/i/Hikaye

Herkesin bir hikayesi var, ya senin hikayen nedir?
  1. 26.
    +2
    Sonraki iki gün çok garip geçti. Ne zaman odada Özgür'le başbaşa kalsam kendimi sohbetten kaçarken buluyordum. Bana baktığında gözlerimi kaçırıyordum. Bana meyve suyu getirdiğinde sırf eline yanlışlıkla dokunmamak için masanın üzerine bırakmasını söylemiştim. Ne olacaktı sanki ellerimiz birbirine dokunsa? Dünyanın sonu muydu?
    Ondan hoşlanmaktan korkuyordum. 16 yaşındaki bir kızdan. Benden 5 yaş küçük bir kızdan. Aslı'dan sonra başkasına aşık olmaktan korkuyordum. Aslı'yı özlüyordum. Masal'ı özlüyordum. Ve Masal'a benzeyen bu kıza yakın olmak istiyordum. Annemi özlüyordum.

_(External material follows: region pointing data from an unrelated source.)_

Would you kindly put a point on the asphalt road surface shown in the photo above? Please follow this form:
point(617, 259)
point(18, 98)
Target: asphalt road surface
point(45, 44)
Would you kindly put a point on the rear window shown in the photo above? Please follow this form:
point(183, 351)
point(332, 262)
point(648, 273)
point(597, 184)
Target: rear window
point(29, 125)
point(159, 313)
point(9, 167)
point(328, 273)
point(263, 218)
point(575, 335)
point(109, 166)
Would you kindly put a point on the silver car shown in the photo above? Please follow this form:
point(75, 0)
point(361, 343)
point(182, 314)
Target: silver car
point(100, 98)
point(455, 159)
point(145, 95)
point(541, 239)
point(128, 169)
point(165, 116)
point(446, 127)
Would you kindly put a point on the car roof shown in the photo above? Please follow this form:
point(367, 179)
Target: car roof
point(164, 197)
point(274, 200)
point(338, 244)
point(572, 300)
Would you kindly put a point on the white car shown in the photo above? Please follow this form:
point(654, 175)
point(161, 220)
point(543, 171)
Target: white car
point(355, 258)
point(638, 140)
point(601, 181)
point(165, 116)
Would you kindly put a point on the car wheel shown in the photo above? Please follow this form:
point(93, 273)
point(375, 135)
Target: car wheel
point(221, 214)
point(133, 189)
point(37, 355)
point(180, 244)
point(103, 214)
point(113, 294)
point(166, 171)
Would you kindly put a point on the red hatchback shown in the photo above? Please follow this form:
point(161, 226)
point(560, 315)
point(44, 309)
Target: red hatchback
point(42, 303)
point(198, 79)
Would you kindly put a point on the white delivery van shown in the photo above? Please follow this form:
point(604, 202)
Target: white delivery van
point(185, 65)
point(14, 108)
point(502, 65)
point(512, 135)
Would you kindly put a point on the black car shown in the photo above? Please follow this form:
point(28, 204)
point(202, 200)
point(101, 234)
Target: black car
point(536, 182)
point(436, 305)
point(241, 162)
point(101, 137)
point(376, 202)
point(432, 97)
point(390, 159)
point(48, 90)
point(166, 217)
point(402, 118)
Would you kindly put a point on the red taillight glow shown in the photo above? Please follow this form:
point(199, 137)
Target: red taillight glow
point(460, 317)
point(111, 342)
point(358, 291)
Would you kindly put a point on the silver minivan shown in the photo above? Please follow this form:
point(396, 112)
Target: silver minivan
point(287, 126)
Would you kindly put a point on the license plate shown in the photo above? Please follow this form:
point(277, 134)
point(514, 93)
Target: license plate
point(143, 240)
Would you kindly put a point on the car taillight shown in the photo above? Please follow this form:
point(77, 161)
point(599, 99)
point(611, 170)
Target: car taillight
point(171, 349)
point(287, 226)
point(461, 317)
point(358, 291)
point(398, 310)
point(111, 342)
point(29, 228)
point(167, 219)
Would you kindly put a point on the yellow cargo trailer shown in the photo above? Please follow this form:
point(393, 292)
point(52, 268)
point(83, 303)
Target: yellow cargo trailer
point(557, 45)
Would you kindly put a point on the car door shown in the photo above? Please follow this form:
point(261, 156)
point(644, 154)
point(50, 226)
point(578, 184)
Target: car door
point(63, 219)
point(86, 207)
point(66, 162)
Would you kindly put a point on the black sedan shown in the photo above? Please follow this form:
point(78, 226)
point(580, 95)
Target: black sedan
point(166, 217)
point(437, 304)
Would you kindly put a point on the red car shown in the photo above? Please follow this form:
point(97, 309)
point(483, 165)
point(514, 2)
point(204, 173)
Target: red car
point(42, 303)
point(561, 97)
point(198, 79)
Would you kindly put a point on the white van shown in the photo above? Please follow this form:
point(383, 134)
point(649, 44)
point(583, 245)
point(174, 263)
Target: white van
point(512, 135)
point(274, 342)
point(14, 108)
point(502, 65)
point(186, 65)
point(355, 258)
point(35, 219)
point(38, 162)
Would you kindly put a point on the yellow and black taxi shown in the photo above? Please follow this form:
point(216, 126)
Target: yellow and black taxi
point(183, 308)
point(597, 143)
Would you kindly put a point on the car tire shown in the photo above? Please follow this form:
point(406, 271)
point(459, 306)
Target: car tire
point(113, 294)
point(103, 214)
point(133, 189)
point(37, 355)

    Zaten dünyanın sonu gelmemiş miydi? Son aylarımızı, son günlerimizi, belki de son saatlerimizi yaşıyorduk. Herkes kabullenmişti. Herkes içten içe ölümü bekliyordu aslında. Mutsuz olmaya gerek var mıydı? Bunları düşünmeye gerek var mıydı? Yine de yaptığım şey etik olamazdı. 5 yaş çok da büyük bir fark değildi aslında ama büyük kuzeni etrazayken
    yine de Özgür'e yaklaşamazdım. Elena ve Özgür mutfakta yemek yapıp, kalan yiyeceklerimizi hesaplıyordu. Birkaç ay daha idare edecek yemeğimiz vardı. Kemal ve Alp yine satranç oynuyorlardı. Dışarıyı üst kattaki camdan gözetledikten ve görünen zombi olmadığına karar verdikten sonra demir kapıları açıp dışarı çıktım. Sağ taraza lamalar vardı. Risk alıp biraz daha ilerlemeye başladım. Güzel bir bahçeye çıktım. ilk gelişimde inceleme imkanım olmamıştı. Gölet vardı. içinde ördekler ve kurbağalar vardı. Çalıların arasında beyaz bir tavşan gördüm. Masal anaokulu gösterisinde tavşan kılığına girmişti. Haline bakarak saatlerce güldüğüm günü hatırladım. Ama arkadaşlarının içinde kostümü üzerine en çok yakışan oydu. Bir anda Masal'ın sesisini duyduğumu sandım. "Burda ne yapıyorsun?" Gelen Özgür'dü. Ben yalnız kalıp düşünmek için dışarı çıkıyordum, o beni takip ediyordu.
    "Ördekleri izliyorum."
    "Aynı sana benziyorlar." dedi. Gülmemek için kendimi tuttum.
    "Bence burdan gitmelisin Özgür."
    "Ama neden?"
    "Yanımda... durmanı... istemiyorum... " Kelimeler ağzımdan güçlükle çıkıyordu.
    "Sebep?" Ona bakmadan cevapladım.
    "Hani arkadaşa ihtiyacın olduğunu söylemiştin ya... " Kafasını salladı. "... işte, benim çocuklarla arkadaş olacak zamanım yok."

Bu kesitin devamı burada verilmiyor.